HSE urged not to drag cancer victims to court
The HSE has been urged to agree to early mediation talks for terminally or seriously ill patients caught up in the X-ray and scan failures in University Hospital Kerry.
Padraig O'Connell, a Killarney solicitor who is representing a number of victims, said they had been treated very badly by health authorities.
He was speaking after a report revealed that a review of 46,234 diagnostic procedures overseen by a locum consultant in the hospital found 11 patients who were wrongly given the all-clear suffered a delayed diagnosis of cancer.
Four of the patients have now died and others are seriously ill.
At least three actions have been taken by the patients but Mr O'Connell said it would be cruel for the HSE to drag them through the courts, particularly those who were terminally ill.
"We need the HSE to sit down in private and mediate with us. The matter must be resolved without them enduring costly High Court proceedings," he said.
"We are not going to accept it and I am determined not to let this drag on."
One of his clients is terminally ill with cancer.
He said patients and their families had so far been treated "very shabbily" by the hospital.
"Communication has been limited. Words are meaningless without action.
"They have already endured too much pain and suffering. The HSE can shake hands or we can fight," he added.

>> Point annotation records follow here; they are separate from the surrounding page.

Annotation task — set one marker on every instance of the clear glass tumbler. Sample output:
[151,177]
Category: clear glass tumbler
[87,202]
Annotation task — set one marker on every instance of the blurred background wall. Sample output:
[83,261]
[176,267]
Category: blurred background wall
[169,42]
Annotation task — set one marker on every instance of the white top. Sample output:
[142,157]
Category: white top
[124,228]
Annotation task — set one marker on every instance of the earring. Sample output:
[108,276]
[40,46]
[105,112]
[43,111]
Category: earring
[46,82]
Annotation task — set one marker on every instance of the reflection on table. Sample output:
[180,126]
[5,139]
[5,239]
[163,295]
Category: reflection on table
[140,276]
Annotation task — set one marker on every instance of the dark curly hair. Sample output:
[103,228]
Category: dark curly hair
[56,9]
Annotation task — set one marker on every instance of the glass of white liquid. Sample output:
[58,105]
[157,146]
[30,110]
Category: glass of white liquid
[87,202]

The locum radiologist who was employed at the hospital for 16 months did a large volume of work, according to the report on the review.
It said it did not wish to imply the harm done was exclusively attributable to the individual radiologist and there are "many factors which influence an individual's performance". The doctor has since been referred to the Medical Council.
The report has a series of recommendations and an external review of the management of the hospital's radiology department.
Meanwhile, Dr Gary Stack, a Killarney GP who previously raised concerns about the radiology department in the hospital, said he was among several doctors who received a large bundle of letters about their patients who were part of the review.
Although the review found the errors affected mostly on the health of the 11 cancer patients, there were also a substantial rate of unreported clinically significant findings in relation to 1,300 scans in all.
Dr Stack said the letters stated the review team did not believe the errors found were of significance but they could be shared with patients.
He said none of his patients were adversely affected.
However, he criticised the failure to furnish GPs with a copy of the review report and said it was essential there was better communication.
"There also needs to be a clinical lead appointed to each department in the hospital to liaise with GPs, "he added.
A spokesperson for the South and South West Hospital Group declined to comment further yesterday. It has apologised unreservedly to patients and families who have been affected by the review.